A Rede Globo está resgatando, para deleite de gerações de fãs de suas telenovelas, o que restou de seus grandes sucessos das décadas de 1970 e 1980. Com o projeto “Fragmentos”, apresentado na CineOP (Mostra de Cinema de Ouro Preto), o público soube que de “O Rebu”, de Bráulio Pedroso, “Estúpido Cupido”, de Mário Prata, “Sol de Verão”, de Manoel Carlos, e até “Coração Alado”, de Janete Clair, importantes títulos da emissora, restou pouco material.

De alguns clássicos de nossos folhetins eletrônicos – caso de “Beto Rockfeller” (TV Tupi), “O Bofe” e  “O Cafona” (Globo), as três de Bráulio Pedroso, e “Bandeira 2”, de Dias Gomes – só sobraram roteiro (na íntegra ou em partes), fotos e rica cobertura de imprensa. De outros, um único capítulo. Ou três, cinco, oito, dez, até 20.

Em Ouro Preto, Adelina Veras da Costa, coordenadora de mídias digitais da Rede Globo, apresentou o primeiro e restaurado – com recursos digitais de última geração – capítulo de “Coração Alado”, telenovela protagonizada por Tarcísio Meira, Vera Fischer, Walmor Chagas, Débora Duarte e um hilário Jardel Filho, na pele de massagista-fofoqueiro, cujo ídolo máximo era Ibrahim “cavalo não sobe escada” Sued.

No dia seguinte à sessão – o capítulo da novela foi exibido na telona do Cine UFOP (Universidade Federal de Ouro Preto) para plateia de 100 pessoas –, Adelina apresentou o projeto “Fragmentos” a auditório lotado de professores e profissionais dedicados à preservação audiovisual.

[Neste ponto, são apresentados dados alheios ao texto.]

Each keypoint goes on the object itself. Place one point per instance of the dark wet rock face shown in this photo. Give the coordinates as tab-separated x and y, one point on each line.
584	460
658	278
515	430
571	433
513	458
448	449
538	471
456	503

Por acreditar que “a teledramaturgia tem importante contribuição a dar à história do país”, e por deparar-se com os avanços tecnológicos (inclusive os garantidos pela Inteligência Artificial), a Globo promoveu prospecção em seus acervos e descobriu 28 folhetins das décadas de 1970 e 1980, com “até 20 episódio preservados”. Depois de devidamente restaurados, os primeiros deles foram disponibilizados aos assinantes da Globoplay. Caso de “O Espigão”, novela de Dias Gomes, levada ao ar em 1974. Uma novela que registrou a sanha imobiliária nos tempos do perfeito Marcos Tamoyo, que o Pasquim chamava Marcos Tramoia.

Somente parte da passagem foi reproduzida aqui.